所以啟文帝再次接受了派出質子的這個法子。
出國為質子,這不是還能回來的,頂多就是十年的時間,那又如何。
要是能夠活著回國,那又是一條好漢。
至於“活”這件事,那就要看質子自己的本事。
曆史上麵,有多少的質子是死在異國他鄉的,數不勝數,甚至不少人根本都不會被史書給記載。
什麼國家會派出質子,那是弱勢的國家,是戰敗的國家。
寫在史書上麵,這不是一種赤裸裸的坦白,說自己國家弱的嚇人,隻能排除皇室子弟去彆國強行挽尊。

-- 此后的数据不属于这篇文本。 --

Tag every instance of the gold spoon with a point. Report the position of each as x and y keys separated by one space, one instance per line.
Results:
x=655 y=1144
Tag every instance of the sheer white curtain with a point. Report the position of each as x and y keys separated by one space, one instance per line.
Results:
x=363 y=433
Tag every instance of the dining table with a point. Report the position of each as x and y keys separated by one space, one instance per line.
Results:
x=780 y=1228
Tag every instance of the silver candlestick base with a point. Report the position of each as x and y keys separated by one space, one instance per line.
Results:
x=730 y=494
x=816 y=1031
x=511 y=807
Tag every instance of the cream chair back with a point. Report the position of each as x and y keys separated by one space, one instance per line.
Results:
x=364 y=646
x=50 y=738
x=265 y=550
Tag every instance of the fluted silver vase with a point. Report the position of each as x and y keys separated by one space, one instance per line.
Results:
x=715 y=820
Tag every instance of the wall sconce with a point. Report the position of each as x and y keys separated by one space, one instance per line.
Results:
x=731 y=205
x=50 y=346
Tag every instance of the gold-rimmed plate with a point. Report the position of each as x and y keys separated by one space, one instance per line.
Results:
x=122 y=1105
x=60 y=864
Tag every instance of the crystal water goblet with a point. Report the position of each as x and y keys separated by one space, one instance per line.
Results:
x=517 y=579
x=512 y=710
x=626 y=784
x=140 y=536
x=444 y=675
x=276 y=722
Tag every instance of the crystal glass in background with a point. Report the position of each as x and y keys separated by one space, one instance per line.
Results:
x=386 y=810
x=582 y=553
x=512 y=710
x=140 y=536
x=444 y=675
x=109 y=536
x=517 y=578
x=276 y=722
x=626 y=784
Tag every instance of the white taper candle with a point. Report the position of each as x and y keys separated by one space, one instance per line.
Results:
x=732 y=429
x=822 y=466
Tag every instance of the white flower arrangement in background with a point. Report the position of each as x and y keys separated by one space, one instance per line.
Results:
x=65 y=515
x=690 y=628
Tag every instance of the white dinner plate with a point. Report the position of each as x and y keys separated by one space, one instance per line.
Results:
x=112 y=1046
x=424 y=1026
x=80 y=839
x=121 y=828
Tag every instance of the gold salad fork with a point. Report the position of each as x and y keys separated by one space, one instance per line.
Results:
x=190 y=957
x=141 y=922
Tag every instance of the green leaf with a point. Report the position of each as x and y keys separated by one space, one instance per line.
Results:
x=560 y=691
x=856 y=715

既然決定好依舊是要派出質子,那麼人選是誰,就成了整個後宮最為關心的問題。
婉寧在靠近代國的邊境八州都安排了人,一旦有打仗的跡象,她就馬上開始“生病”。
次數久了,婉寧就想到了一個好法子,那就是去道館祈福。
她說是祈福就是祈福,至於她到底是做了什麼,婉寧表示,她說什麼就是什麼。
因為婉寧的身體不好,還經常恩澤百姓,她在民間的名聲還挺好,尤其是在拯救了饑荒的那幾個郡縣,更是有婉寧的生祠。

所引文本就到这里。